Exploiting CSP in WebKit to Break Authentication and Authorization

The vulnerability in OAuth and SSO affected various applications, allowing attackers to take over accounts and platforms. The bug bounty programs had mixed responses, with some fixing the issue promptly while others took months to understand it. Apple took over a year to fix the bug and did not award a bounty. The vulnerability affected not only Safari but also other browsers on iOS devices due to Apple's app store policies. The impact of the vulnerability was significant, affecting social networking platforms, e-commerce platforms, and cryptocurrency platforms.
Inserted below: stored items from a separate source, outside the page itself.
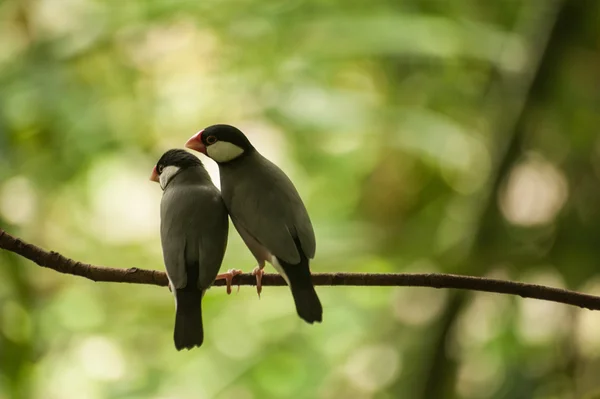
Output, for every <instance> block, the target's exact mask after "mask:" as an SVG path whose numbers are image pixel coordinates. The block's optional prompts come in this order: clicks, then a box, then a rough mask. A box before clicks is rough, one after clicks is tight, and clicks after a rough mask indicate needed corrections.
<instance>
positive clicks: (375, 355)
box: [344, 345, 402, 392]
mask: <svg viewBox="0 0 600 399" xmlns="http://www.w3.org/2000/svg"><path fill="white" fill-rule="evenodd" d="M401 369H402V362H401V357H400V354H399V353H398V352H397V351H396V349H395V348H394V347H393V346H391V345H376V346H365V347H362V348H359V349H357V350H355V351H354V352H353V355H352V356H351V357H350V358H349V359H348V362H347V363H346V365H345V367H344V373H345V375H346V377H347V379H348V382H349V383H350V384H352V385H354V386H355V387H357V388H359V389H360V390H362V391H365V392H377V391H380V390H382V389H384V388H385V387H387V386H389V385H391V384H392V383H393V382H394V380H395V379H396V378H397V376H398V374H399V373H400V371H401Z"/></svg>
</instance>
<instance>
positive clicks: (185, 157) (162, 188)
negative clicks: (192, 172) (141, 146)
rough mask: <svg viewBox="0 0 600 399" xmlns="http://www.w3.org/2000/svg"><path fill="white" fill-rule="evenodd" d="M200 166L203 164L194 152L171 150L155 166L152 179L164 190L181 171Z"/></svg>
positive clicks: (183, 150)
mask: <svg viewBox="0 0 600 399" xmlns="http://www.w3.org/2000/svg"><path fill="white" fill-rule="evenodd" d="M198 166H202V162H201V161H200V160H199V159H198V158H197V157H195V156H194V155H193V154H190V153H189V152H187V151H185V150H180V149H174V150H169V151H167V152H165V153H164V154H163V155H162V156H161V157H160V159H159V160H158V162H157V163H156V165H155V166H154V169H153V170H152V174H151V175H150V180H152V181H154V182H157V183H159V184H160V187H161V188H162V189H163V190H164V189H165V188H166V187H167V184H169V182H170V181H171V179H173V177H175V176H176V175H177V174H178V173H179V172H180V171H182V170H185V169H188V168H193V167H198Z"/></svg>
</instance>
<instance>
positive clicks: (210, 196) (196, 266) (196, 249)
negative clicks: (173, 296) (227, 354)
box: [150, 150, 237, 350]
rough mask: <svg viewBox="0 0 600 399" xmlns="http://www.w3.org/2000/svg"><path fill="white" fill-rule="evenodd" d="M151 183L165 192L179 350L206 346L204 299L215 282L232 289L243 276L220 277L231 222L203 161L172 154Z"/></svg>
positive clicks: (176, 151) (170, 283)
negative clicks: (202, 328)
mask: <svg viewBox="0 0 600 399" xmlns="http://www.w3.org/2000/svg"><path fill="white" fill-rule="evenodd" d="M150 180H152V181H155V182H157V183H159V184H160V187H161V188H162V190H163V195H162V200H161V204H160V238H161V243H162V249H163V258H164V262H165V266H166V269H167V275H168V277H169V287H170V289H171V291H172V292H173V294H174V296H175V308H176V314H175V332H174V341H175V348H176V349H177V350H181V349H183V348H186V349H192V348H193V347H195V346H200V345H202V342H203V340H204V332H203V329H202V308H201V303H202V297H203V296H204V293H205V292H206V290H207V289H208V288H209V287H210V286H211V285H212V283H213V281H214V280H215V278H226V279H227V280H228V292H229V290H230V288H229V285H230V283H231V277H232V276H233V275H234V274H237V271H232V270H230V271H228V272H227V273H225V274H223V275H219V276H217V273H218V272H219V269H220V267H221V262H222V261H223V256H224V255H225V248H226V246H227V234H228V229H229V221H228V218H227V216H228V215H227V208H226V207H225V204H224V203H223V200H222V198H221V194H220V193H219V190H218V189H217V188H216V187H215V186H214V185H213V183H212V181H211V179H210V176H209V175H208V173H207V172H206V170H205V169H204V166H203V165H202V163H201V162H200V160H199V159H198V158H196V157H195V156H194V155H193V154H190V153H188V152H186V151H185V150H169V151H167V152H165V153H164V154H163V156H162V157H161V158H160V160H159V161H158V163H157V164H156V166H155V167H154V169H153V171H152V175H151V177H150Z"/></svg>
• OAuth and SSO vulnerabilities affected various applications, allowing attackers to take over accounts and platforms
• Mixed responses from bug bounty programs, with some fixing the issue promptly while others took months to understand it
• Apple took over a year to fix the bug and did not award a bounty
• The vulnerability affected not only Safari but also other browsers on iOS devices due to Apple's app store policies
• The impact of the vulnerability was significant, affecting social networking platforms, e-commerce platforms, and cryptocurrency platforms

The vulnerability affected not only Safari but also other browsers on iOS devices due to Apple's app store policies. This made browsers like Firefox, Chrome, and Opera on iOS devices plug-in, as they could not implement their own rendering engines and had to embed a version of Safari's rendering engine. This shows how the vulnerability had a far-reaching impact on various applications and platforms.

When it comes to modern web applications, browsers are the first line of defense. While built-in security features that come compiled with browsers are responsible for preventing a wide array of attacks, any seemingly trivial mistake in browsers' implementation of such security features can have devastating effects. In this session, we will talk about a vulnerability in Webkit (Safari, and all browsers in iOS devices including Firefox and Chrome) and a security feature in browsers which when abused allowed us to leak certain cross-site information which made almost every application using authentication/authorization technologies such as Single Sign-On and OAuth vulnerable, thus giving us instant access to user accounts. The talk will also include our take and workarounds on the latest browser features like ITP, SameSite Cookies, etc., and uses techniques and approaches to bypass common measures implemented to prevent such vulnerabilities.We will explain how we were able to exploit hundreds of companies with over billions of users and were able to harvest over $100k in bounties. Even corporations like Google, Facebook, Gitlab, Coinbase and others who are very cautious with security measures were all vulnerable. The exploit, on one hand, demonstrates how sometimes not adhering to a simple-looking specification can turn into a disaster and on the other hand, how simply following the specification might not be enough.We'll also talk about programs' responses to our reports and a general understanding of such vulnerabilities, fixes, and bypasses we came up with. Finally, we'll conclude with how to address such vulnerabilities using yet another browser feature.